In one embodiment, the target object is an abnormal object included in the target frame during the delayed shooting process of the shooting device.

In one embodiment, the one or more processors 802, when determining a target frame having a target object, are specifically configured to:

determining adjacent frames of the target frame;

comparing the target frame with the adjacent frame, and determining a target image formed by pixel points with different pixel values corresponding to the adjacent frame at the same position from the target frame, wherein an object corresponding to the target image is the target object;

and taking the frame comprising the target object in the image frame sequence as a target frame.

In one embodiment, the target object is all or part of a moving object.

The image capturing and processing system provided by this embodiment can execute the image processing method shown in fig. 5 and fig. 6 provided by the foregoing embodiment, and the execution manner and the beneficial effects thereof are similar and will not be described again here.

An embodiment of the present invention provides a carrier, which includes an image capturing and processing apparatus, and may be specifically applied in an image processing scenario as shown in fig. 2, where the image capturing and processing apparatus is configured to:

acquiring an image frame sequence shot in a delayed manner;

determining a target frame with a target object in the image frame sequence;

matting an image area with a target object in the target frame;

and filling and scratching the image area of the target object.

In an embodiment, when the image capturing and processing apparatus acquires the sequence of image frames captured with a delay, the image capturing and processing apparatus is specifically configured to:

acquiring at least one shot initial image;

and compressing the initial image sequence to obtain an image frame sequence.

In one embodiment, the image capturing and processing device, when determining the target frame having the target object in the image frame sequence, is specifically configured to:

processing the sequence of image frames based on a neural network model;

In an embodiment, the image capturing and processing device, when processing the sequence of image frames based on a neural network model, is specifically configured to:

In one embodiment, the image capturing and processing device, when determining that each image in the sequence of image frames includes a category of an object based on the feature extraction result, is specifically configured to:

In an embodiment, when determining the target frame according to an output result of the processing of the image frame sequence by the neural network model, the image capturing and processing apparatus is specifically configured to:

determining an image frame containing the target object as a target frame.

In one embodiment, the image capturing and processing device, when determining the target frame having the target object in the image frame sequence based on the characteristic parameter, is specifically configured to:

In one embodiment, when the image capturing and processing device is used to scratch out an image region of a target object in the target frame, the image capturing and processing device is specifically configured to:

determining an image area with a target object in the target frame;

In one embodiment, when filling the image region after the target object is removed, the image capturing and processing apparatus is specifically configured to:

In an embodiment, when the image capturing and processing device fills the image area obtained by deducting the target object based on the surrounding image area, the image capturing and processing device is specifically configured to:

determining an exposure intensity of the reference frame;

acquiring a previous frame image and a next frame image of the target frame;

In an embodiment, when the image capturing and processing device fills the image region after the target object is scratched out based on the previous frame image and the next frame image to obtain a filled target frame, the image capturing and processing device is specifically configured to:

In one embodiment, the image capturing and processing device, when determining the target frame having the target object, is specifically configured to:

determining adjacent frames of the target frame;

In one embodiment, the target object is all or part of a moving object.

The carrier provided by this embodiment can execute the image processing method shown in fig. 5 and 6 provided by the foregoing embodiment, and the execution manner and the beneficial effects are similar, and are not described again here.

In one embodiment, the partial Mask (Mask) and partial convolution (partialvolume) described in this specification will be described.
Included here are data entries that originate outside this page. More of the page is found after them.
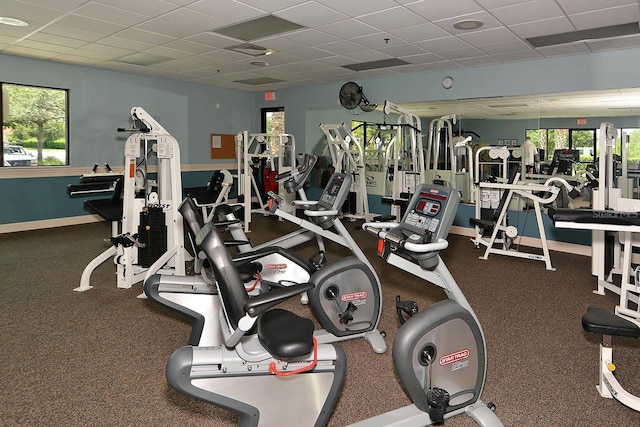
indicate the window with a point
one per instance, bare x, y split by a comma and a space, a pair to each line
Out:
550, 140
35, 129
272, 120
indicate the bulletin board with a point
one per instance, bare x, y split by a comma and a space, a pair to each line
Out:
222, 146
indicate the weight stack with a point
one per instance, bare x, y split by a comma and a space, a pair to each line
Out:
152, 232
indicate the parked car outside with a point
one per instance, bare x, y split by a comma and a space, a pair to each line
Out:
16, 155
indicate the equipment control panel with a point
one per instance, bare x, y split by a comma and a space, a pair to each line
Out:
430, 212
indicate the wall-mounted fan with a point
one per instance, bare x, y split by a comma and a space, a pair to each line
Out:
351, 96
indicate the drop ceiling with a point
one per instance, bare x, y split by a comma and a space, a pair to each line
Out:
325, 41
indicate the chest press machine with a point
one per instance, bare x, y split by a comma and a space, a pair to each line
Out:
150, 237
625, 321
495, 234
270, 370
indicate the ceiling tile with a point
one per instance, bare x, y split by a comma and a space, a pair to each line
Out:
455, 54
495, 35
271, 5
505, 47
476, 61
420, 32
545, 27
167, 29
571, 7
348, 30
367, 56
137, 34
73, 33
311, 37
355, 8
57, 40
621, 43
342, 47
534, 10
435, 10
151, 7
391, 19
424, 58
193, 20
566, 49
606, 17
442, 44
89, 24
311, 14
226, 10
188, 46
106, 13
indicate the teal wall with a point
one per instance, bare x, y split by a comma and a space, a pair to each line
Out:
100, 102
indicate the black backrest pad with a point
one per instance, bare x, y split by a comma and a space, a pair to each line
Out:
232, 290
191, 215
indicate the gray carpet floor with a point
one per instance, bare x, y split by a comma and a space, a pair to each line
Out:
98, 357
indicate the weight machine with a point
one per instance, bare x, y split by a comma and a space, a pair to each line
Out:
407, 159
494, 233
625, 321
253, 151
606, 244
450, 157
347, 156
150, 239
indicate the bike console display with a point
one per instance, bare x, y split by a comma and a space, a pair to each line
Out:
428, 218
430, 212
331, 200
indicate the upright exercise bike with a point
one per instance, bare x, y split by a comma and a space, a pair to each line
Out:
439, 353
277, 376
345, 297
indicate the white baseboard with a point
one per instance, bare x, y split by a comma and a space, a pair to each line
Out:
48, 223
533, 242
463, 231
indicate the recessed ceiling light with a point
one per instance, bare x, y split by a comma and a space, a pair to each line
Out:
469, 24
14, 22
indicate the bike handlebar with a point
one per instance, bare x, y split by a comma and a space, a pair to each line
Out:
380, 229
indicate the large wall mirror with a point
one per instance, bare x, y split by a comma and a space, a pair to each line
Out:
555, 121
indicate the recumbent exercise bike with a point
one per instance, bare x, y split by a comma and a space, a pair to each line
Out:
439, 353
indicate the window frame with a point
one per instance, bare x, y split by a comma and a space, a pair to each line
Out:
4, 103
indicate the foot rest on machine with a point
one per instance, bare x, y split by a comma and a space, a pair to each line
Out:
599, 320
482, 223
226, 209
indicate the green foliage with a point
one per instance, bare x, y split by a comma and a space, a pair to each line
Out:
37, 118
52, 161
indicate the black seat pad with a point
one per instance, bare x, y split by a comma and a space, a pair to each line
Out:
225, 209
482, 223
602, 321
285, 335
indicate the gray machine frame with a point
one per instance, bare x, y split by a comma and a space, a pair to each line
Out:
238, 374
196, 298
449, 329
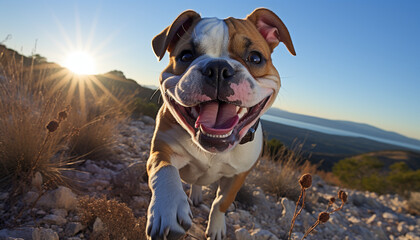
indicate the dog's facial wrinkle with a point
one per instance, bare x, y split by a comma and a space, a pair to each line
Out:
211, 36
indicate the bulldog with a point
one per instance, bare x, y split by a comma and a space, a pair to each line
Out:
219, 81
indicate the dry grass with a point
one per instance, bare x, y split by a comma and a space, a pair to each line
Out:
97, 129
118, 219
305, 182
26, 145
277, 174
32, 94
414, 203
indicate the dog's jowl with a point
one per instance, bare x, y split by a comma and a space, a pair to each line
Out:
219, 81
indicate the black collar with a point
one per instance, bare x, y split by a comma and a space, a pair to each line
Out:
249, 136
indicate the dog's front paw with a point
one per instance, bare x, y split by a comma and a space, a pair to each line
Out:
196, 195
169, 213
216, 228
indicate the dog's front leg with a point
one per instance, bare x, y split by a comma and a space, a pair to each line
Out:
226, 193
169, 213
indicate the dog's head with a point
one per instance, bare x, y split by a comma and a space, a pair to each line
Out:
220, 78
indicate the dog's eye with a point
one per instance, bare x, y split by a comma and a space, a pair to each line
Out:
254, 57
186, 56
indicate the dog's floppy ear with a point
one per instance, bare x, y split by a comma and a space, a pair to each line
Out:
170, 35
271, 28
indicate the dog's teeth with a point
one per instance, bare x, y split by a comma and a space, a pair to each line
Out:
194, 112
215, 135
242, 112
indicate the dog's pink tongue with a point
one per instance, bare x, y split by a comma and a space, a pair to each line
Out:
217, 118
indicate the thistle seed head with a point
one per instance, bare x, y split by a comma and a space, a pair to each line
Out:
62, 115
342, 196
52, 126
305, 181
323, 217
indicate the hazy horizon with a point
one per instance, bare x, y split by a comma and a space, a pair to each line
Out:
356, 61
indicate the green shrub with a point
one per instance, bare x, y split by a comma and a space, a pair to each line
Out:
368, 173
356, 172
142, 107
273, 147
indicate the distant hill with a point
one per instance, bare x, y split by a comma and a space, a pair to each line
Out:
327, 148
349, 126
114, 81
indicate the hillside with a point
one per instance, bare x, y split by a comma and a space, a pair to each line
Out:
63, 194
113, 81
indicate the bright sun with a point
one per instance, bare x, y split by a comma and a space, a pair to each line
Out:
80, 63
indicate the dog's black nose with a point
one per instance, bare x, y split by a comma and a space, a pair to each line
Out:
217, 71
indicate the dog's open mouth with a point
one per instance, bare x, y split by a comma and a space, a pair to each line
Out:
217, 124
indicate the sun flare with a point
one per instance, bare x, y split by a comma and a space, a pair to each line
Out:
80, 63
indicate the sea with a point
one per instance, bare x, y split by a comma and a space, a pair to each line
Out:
333, 131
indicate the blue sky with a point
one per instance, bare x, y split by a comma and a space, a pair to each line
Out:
356, 60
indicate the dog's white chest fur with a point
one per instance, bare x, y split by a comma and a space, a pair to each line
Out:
201, 168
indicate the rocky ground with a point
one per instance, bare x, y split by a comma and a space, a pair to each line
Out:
55, 215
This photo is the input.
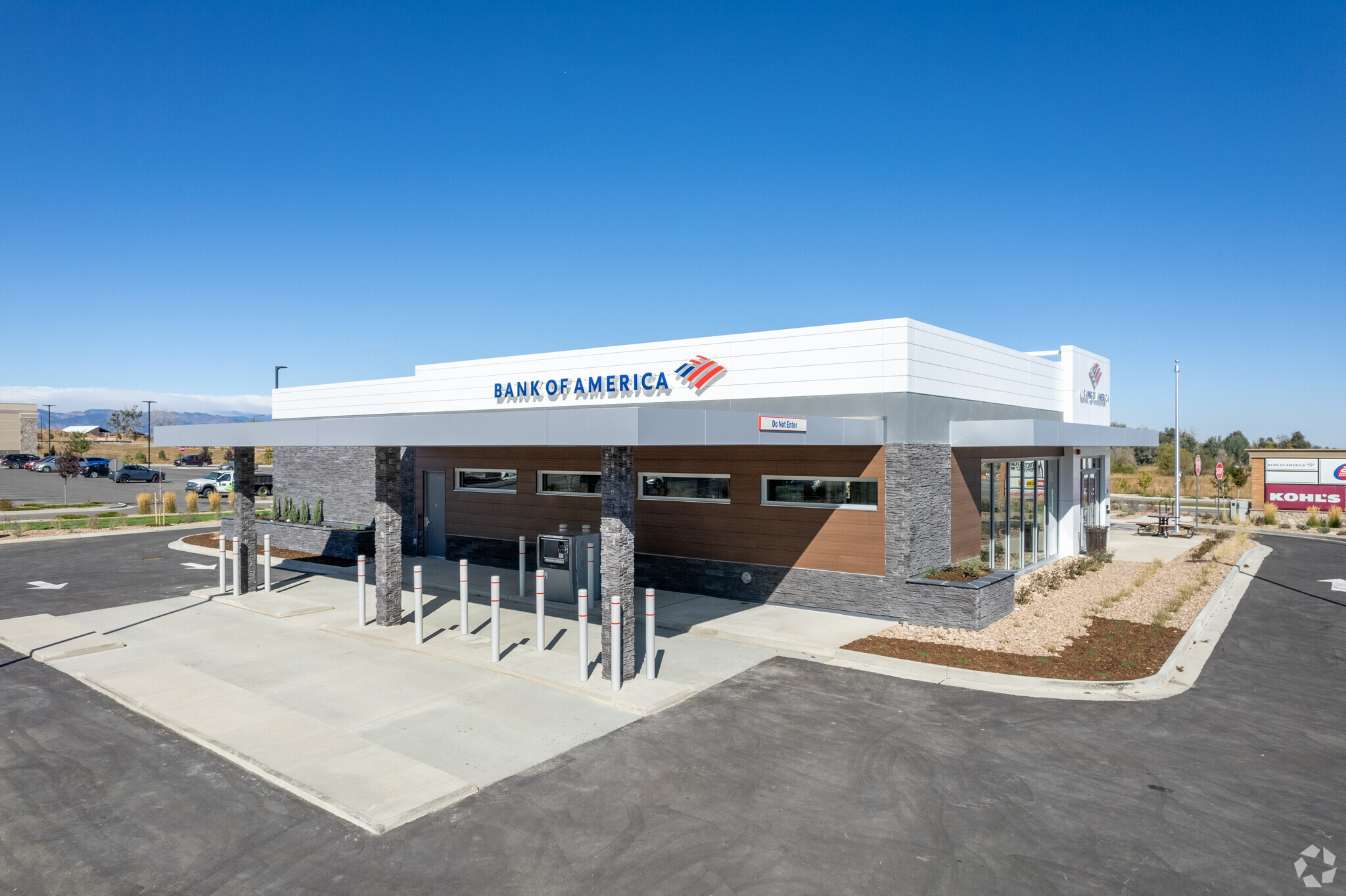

In image processing, a full convolutional neural Network (FullyConvolutional neural Network) is often used. However, the full convolution neural network requires a traversal convolution of the entire input image, which is resource consuming and somewhat reduces the processing speed. The local mask only performs convolution on the interest region, identifies the semantics of pixels in the interest region one by one, and performs regression processing on the bounding box of the local mask to obtain the pixel characteristics around the bounding box of the local mask.

As shown in fig. 9a, the frame Region of the input image is a Region of interest (RoI), only the RoI is partially convolved in the convolution layer of CNN, and the semantic classification of the RoI is output by semantic analysis of each pixel by a classifier (Class Box). For the loss function, for each sample in the RoI area, a multitask loss function may be defined:

L＝Lcls+Lbox+Lmask

where Lcls and Lbox may be defined by the loss function of the generally fast R-CNN; one Km for each RoI mask²The branch of the dimension, K for the binary encoding and m for the resolution, will have one class for each K. For this, we provide a sigmoid () function for each pixel, defining Lmask as the average binary cross entropy loss.

As shown in FIG. 9b, the U-net neural network model used by Partial Convolution (Partial Convolution) is exemplarily given. The network comprises a process of performing multiple lower convolution and upper convolution on an input image.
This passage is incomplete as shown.